Purpose Of The Study
- To evaluate and compare the performance of ChatGPT-3.5 and Gemini in responding to patient inquiries about endodontic pain.
- To assess the quality, reliability, and readability of AI-generated responses on endodontic pain.
- To inform the development of AI-driven tools for patient education in dentistry.
Main Methods
- 62 frequently asked questions on endodontic pain were curated and categorized.
- Responses from ChatGPT-3.5 and Gemini were analyzed using standardized tools: Global Quality Score (GQS), reliability metrics, and readability indices (Flesch-Kincaid, Simple Measure of Gobbledygook).
- Statistical analysis was performed to compare the performance of the two LLMs.
Main Results
- ChatGPT-3.5 demonstrated significantly higher overall quality (GQS) and reliability compared to Gemini (P < .001).
- Gemini provided more readable responses (6th-7th grade level) than ChatGPT-3.5 (P < .001), which required a higher reading level.
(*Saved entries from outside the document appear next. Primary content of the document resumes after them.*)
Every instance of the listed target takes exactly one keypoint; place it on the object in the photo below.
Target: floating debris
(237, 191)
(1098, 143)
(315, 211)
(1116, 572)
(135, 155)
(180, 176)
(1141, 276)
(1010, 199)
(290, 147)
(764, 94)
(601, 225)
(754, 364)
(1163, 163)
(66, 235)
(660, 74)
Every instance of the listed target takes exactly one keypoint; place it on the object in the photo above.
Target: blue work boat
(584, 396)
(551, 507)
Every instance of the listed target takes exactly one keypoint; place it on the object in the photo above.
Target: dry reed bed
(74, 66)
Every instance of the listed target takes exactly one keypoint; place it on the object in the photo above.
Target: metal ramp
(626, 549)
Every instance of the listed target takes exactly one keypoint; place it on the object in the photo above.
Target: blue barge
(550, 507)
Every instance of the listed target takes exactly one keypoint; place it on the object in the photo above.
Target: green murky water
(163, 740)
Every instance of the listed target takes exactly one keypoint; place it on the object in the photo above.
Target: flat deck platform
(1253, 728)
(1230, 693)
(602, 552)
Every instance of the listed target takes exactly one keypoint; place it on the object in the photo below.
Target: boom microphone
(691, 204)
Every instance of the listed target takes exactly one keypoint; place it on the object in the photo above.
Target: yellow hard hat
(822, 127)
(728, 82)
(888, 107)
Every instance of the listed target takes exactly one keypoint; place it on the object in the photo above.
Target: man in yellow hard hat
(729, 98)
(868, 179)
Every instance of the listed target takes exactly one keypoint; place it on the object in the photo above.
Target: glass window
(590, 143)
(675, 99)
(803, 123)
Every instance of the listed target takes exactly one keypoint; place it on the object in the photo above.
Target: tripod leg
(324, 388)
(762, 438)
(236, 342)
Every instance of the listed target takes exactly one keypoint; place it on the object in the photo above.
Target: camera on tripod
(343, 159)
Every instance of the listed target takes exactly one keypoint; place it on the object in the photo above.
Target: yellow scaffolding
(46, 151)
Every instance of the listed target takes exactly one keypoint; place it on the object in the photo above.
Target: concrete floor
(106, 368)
- Despite better readability, Gemini's answers lacked the depth and completeness of ChatGPT-3.5's responses.
Conclusions
- ChatGPT-3.5 excels in providing high-quality, reliable information on endodontic pain, though its complexity may limit patient accessibility.
- Gemini offers enhanced readability but compromises the comprehensiveness and depth of information.
- Professional oversight is essential for integrating AI tools in healthcare to ensure accurate, accessible, and empathetic patient education.